Aleksandr Voronsky, the noted Soviet critic, argued in his essay “On Artistic Truth” in 1928: “A work of art is artistically truthful when the subjective feelings of and thoughts which are filtered through the aesthetically formulated general world conception have the character of an objective portrayal.”
These considerations, which correspond to the classical Marxist tradition in aesthetics represented by Trotsky, Voronsky and Georgi Plekhanov in particular, never enter into Berger’s Ways of Seeing.
Although Berger rejected Stalinism in art, he exhibited a certain kinship with the advocates of “proletarian culture” during the period of the New Left. He later eclectically searched around for various “maverick” figures, Walter Benjamin of the Frankfurt School, the art critic Max Raphael, the Austrian leftist and former Stalinist Ernst Fischer, Victor Serge, etc. The Frankfurt School, along with existentialism and phenomenology, and an assortment of various forms of postwar European pessimism, which urged a turn away from the struggle for socialist leadership in the working class, exercised a far greater influence on Berger’s thinking than did Karl Marx.
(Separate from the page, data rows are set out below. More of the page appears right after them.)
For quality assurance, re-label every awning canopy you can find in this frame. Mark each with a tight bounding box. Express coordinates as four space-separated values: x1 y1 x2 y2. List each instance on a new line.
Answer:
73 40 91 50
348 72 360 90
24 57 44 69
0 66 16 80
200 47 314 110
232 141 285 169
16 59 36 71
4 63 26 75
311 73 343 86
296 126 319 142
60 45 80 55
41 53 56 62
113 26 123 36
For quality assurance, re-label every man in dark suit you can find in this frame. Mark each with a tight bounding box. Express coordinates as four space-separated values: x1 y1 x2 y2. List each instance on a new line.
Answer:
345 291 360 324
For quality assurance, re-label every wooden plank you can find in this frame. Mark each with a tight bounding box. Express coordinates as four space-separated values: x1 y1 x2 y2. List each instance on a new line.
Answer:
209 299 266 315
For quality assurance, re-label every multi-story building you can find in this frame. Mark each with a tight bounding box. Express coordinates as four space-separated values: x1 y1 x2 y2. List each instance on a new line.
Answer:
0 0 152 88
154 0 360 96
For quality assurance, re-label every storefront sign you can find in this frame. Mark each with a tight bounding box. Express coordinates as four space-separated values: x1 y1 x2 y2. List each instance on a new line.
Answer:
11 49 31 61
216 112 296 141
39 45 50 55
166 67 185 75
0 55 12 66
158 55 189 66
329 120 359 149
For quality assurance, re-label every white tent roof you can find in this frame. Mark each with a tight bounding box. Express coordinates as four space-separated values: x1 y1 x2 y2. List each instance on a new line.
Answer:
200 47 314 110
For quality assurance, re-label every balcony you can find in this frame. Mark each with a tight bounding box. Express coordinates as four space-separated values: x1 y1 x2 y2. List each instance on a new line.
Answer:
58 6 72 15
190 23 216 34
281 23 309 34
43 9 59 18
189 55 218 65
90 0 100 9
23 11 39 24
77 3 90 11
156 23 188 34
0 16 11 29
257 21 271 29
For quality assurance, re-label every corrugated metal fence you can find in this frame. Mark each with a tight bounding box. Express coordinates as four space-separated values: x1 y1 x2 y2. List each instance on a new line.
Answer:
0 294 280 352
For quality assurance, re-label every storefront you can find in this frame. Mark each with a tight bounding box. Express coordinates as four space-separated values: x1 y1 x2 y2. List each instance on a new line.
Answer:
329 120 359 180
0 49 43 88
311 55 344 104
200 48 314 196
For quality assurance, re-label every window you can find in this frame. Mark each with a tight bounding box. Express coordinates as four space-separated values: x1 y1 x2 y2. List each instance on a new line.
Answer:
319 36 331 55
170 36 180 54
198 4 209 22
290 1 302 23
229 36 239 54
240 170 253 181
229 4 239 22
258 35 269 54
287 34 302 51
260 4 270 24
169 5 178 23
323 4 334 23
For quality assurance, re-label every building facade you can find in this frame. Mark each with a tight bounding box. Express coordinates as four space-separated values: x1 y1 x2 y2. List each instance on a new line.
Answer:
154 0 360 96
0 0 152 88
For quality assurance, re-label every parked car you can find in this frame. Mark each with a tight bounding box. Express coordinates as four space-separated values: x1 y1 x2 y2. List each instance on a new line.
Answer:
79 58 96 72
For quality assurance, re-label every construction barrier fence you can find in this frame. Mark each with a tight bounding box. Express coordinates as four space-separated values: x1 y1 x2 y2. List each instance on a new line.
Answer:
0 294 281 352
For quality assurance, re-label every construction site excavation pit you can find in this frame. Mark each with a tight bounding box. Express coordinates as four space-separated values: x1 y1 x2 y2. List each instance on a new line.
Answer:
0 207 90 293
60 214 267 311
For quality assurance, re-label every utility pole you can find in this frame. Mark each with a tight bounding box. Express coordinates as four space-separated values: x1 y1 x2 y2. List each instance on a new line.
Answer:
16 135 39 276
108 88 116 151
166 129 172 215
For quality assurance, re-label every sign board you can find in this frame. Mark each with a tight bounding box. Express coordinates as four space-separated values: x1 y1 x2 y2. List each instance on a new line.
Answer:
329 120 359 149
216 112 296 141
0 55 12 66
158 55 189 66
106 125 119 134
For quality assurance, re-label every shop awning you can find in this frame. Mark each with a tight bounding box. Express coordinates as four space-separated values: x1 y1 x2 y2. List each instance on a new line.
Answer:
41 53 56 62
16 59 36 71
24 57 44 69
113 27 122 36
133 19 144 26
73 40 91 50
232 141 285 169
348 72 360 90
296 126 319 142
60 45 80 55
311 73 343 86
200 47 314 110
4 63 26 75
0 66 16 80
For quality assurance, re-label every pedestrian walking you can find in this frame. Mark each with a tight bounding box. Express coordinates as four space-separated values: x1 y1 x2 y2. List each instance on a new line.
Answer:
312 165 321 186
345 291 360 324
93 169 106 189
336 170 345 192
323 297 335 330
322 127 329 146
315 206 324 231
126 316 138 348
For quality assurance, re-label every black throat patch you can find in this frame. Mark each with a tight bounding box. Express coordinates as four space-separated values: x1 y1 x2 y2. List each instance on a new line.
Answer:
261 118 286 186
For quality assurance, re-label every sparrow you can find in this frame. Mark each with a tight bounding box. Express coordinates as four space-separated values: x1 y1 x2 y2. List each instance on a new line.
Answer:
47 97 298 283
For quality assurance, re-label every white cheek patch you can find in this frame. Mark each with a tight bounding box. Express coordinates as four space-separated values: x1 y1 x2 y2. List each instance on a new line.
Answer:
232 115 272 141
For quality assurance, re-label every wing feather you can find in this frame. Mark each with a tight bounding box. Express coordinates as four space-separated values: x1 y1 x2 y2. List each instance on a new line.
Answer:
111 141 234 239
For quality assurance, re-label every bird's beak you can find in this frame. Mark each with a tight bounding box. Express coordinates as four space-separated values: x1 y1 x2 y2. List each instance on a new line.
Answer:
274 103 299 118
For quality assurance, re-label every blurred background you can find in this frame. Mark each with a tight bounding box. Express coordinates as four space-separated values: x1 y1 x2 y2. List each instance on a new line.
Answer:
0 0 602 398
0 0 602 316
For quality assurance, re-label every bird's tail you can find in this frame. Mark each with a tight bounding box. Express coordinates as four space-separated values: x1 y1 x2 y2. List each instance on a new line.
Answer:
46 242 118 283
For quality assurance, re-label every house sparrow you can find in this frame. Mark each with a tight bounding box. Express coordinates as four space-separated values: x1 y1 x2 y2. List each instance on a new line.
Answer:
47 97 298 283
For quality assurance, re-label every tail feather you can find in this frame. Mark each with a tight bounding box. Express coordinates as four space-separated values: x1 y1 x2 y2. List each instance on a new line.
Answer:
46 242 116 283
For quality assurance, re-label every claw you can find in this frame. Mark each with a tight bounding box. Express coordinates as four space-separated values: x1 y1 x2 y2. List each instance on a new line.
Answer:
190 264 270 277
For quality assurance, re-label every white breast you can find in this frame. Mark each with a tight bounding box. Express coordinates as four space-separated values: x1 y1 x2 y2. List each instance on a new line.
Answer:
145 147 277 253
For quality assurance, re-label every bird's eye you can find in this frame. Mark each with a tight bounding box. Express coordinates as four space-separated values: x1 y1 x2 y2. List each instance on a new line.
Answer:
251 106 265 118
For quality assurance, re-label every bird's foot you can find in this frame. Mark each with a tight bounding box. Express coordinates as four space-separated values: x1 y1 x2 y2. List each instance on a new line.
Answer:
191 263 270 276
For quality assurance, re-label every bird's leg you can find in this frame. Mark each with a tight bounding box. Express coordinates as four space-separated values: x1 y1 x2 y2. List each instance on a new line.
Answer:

One does not look to Berger, in other words, for answers to the great problems of artistic and social life in the 20th century. His insights are of another, lesser order of magnitude.
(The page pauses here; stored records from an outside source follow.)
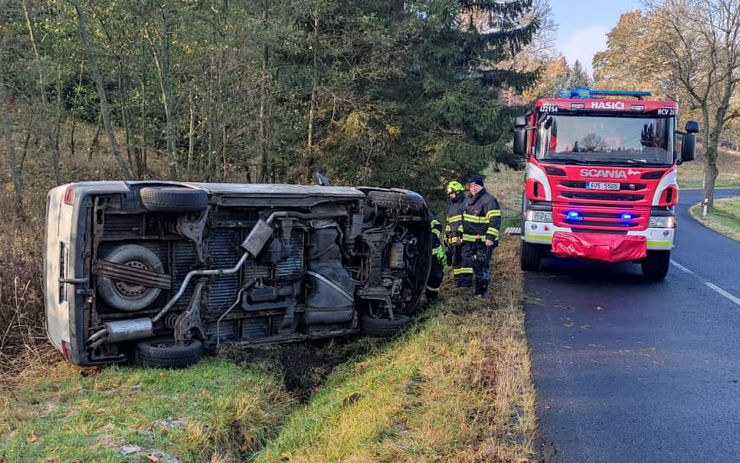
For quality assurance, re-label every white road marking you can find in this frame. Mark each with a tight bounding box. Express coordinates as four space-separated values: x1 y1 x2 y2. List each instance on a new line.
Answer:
671 259 694 275
704 281 740 305
671 259 740 305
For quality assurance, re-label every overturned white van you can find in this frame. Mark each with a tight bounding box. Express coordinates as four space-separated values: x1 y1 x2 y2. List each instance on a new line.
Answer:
44 181 431 367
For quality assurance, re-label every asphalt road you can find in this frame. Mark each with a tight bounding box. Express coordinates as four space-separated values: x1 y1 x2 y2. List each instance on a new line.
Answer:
525 190 740 463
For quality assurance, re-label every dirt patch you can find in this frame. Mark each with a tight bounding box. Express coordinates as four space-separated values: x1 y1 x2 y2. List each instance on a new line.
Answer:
218 336 384 402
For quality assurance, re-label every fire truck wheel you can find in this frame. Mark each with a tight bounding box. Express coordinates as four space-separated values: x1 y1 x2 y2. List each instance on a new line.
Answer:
136 337 203 368
519 240 540 272
641 251 671 281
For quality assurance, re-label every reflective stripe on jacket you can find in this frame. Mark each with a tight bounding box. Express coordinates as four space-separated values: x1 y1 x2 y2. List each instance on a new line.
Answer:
445 193 465 244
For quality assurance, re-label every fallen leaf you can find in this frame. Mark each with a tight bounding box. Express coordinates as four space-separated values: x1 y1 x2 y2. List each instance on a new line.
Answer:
121 444 141 455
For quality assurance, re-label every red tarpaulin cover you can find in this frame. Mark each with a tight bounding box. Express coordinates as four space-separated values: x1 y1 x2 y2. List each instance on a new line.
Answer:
552 232 647 262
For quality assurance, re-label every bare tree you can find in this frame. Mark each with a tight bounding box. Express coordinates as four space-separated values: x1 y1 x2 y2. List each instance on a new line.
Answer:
0 31 23 214
68 0 133 178
146 0 177 180
646 0 740 207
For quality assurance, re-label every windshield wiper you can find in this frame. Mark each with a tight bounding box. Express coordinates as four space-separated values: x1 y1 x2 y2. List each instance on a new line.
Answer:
542 158 591 164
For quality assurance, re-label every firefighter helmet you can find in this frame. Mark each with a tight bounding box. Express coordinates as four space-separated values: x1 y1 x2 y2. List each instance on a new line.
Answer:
446 180 465 194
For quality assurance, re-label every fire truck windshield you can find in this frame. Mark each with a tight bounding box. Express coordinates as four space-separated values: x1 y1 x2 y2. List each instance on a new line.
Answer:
537 114 673 165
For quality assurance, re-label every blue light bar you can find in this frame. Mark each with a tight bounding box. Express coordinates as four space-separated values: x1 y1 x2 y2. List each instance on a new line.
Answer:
558 87 652 100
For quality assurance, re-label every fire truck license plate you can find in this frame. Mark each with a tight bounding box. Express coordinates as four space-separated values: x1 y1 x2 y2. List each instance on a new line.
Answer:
586 182 619 191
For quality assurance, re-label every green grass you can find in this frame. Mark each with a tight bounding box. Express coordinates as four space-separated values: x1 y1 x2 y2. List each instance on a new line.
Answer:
0 358 292 462
678 150 740 188
690 198 740 241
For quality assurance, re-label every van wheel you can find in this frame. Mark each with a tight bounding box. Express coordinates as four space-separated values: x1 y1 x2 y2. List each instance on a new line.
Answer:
139 186 208 212
360 314 411 338
135 337 203 368
640 251 671 281
519 240 540 272
96 244 164 312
At times, he makes it clear that he senses that his views on art are inadequate. At other moments, he opens a window on the relationship of art to the larger world. In “The Moment of Cubism” (1967), for example, he provided a concise summary of the social conditions that had given rise of cubism 60 years earlier and looked at the relationship of this school of art to social life. Whatever else one may say about his judgments on cubism, he attempted to link the style as a new way of understanding the emerging world of mass production, skyscrapers and mass transit.
His fiction tended to focus on intimate situations set against the backdrop of historical events or social processes: the peasant migrating to work in a factory, an exiled left-wing Hungarian artist at the time of the 1956 uprising, a Don Juan on the eve of the first World War. Unsurprisingly, the images he uses in these works are precise and evocative, though the social and historical issues are seen somewhat subjectively and do not take on an objective life of their own. The novels are intelligent, if not inspired.
Berger’s attitude toward contemporary events tracked those of a generation of more or less disappointed European leftists. In August 1991 Soviet Stalinist leader Mikhail Gorbachev was his hero, and Berger tells us that, “the free market carries with it the right to dream.” As time passed, he remained at odds with a world that he saw as filled with tremendous suffering: in 2005 he affirmed that he was still a Marxist, but he offered only moral and not historical or scientific grounds for this label. He also told an interviewer that he was, in a general way, a believer.
Berger matured and worked during a period of the relative isolation of revolutionary Marxism under the impact of the decades-long protracted degeneration of the Soviet Union and the dominance of various bureaucracies over the working class. Like many artists and thinkers of his time he was sensitive and sympathetic to the strivings of the oppressed, but overwhelmed by the delay of social revolution caused by Stalinism and Social Democracy, which dominated cultural life in postwar Europe. It was a historical interlude, but one that still held powerful sway at the time Berger formed many of his ideas. On the whole, the period had a damaging effect on his understanding of art.